Savills: real estate investment volumes +18% in Europe in Q2
European real estate investment volumes in Q2 2024 are set to increase by 18% on Q1 figures, according to new research by Savills. Volumes are estimated to reach approximately €44.5 billion in Q2, while cross-border investment activity is expected to increase in the second half of the year.

Investment volumes for H1 2024 are projected to exceed €74 billion, roughly in line with H1 2023. Savills predicts anticipates that the UK, Spain, Italy, Romania, the Czech Republic, Poland, Denmark and Norway will all record a year-on-year increase in investment volumes for H1 2024.
In terms of pricing, this is the first time in nine months that average European yields have remained stable across all sectors, the research shows.
“The market seems to be bottoming out both in terms of activity levels and pricing,” said Marcus Lemli, CEO Savills Germany and head of investment Europe. “Sectors such as multifamily, hospitality, and logistics continue to see stronger investor interest. Many investors operating internationally are seeking to take advantage of appealing pricing levels across different European jurisdictions. Consequently, we expect to see an increase in cross-border investment activity over the next 6-12 months.”

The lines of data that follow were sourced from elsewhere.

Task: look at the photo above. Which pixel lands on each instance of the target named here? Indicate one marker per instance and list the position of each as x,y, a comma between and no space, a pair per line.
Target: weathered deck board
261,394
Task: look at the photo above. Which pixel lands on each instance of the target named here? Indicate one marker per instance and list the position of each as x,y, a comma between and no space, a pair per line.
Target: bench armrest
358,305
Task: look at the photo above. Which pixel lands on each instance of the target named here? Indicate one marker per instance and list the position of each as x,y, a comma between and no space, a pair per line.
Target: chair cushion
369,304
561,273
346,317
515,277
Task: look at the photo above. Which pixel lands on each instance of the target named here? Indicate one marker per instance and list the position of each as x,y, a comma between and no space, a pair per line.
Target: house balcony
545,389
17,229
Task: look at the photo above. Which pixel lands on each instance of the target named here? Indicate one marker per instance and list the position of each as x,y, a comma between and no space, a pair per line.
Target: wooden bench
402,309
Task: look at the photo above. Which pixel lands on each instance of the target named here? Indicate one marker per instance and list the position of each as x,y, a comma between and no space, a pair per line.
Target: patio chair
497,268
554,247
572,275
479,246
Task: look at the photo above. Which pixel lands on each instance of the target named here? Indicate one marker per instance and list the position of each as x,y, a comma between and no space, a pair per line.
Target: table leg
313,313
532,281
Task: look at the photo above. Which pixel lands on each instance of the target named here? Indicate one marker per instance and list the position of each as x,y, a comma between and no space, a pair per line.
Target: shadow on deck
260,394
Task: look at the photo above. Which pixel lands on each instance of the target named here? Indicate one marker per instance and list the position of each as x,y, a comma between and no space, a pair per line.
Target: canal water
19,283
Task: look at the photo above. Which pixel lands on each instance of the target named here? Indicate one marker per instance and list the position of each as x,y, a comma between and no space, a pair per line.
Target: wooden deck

Savills research shows that institutional investors are cautiously re-entering the market as interest rates decrease.
“As expected, REITs are gradually increasing their activity”, said Lydia Brissy, director European research, Savills. “Attractive valuations and the growth of specific asset classes considered more defensive are benefiting REIT fund managers. Meanwhile, many cash-rich investors, privates and sovereign wealth funds that do not rely on costly debt, continue to engage in smaller and medium-sized transactions.”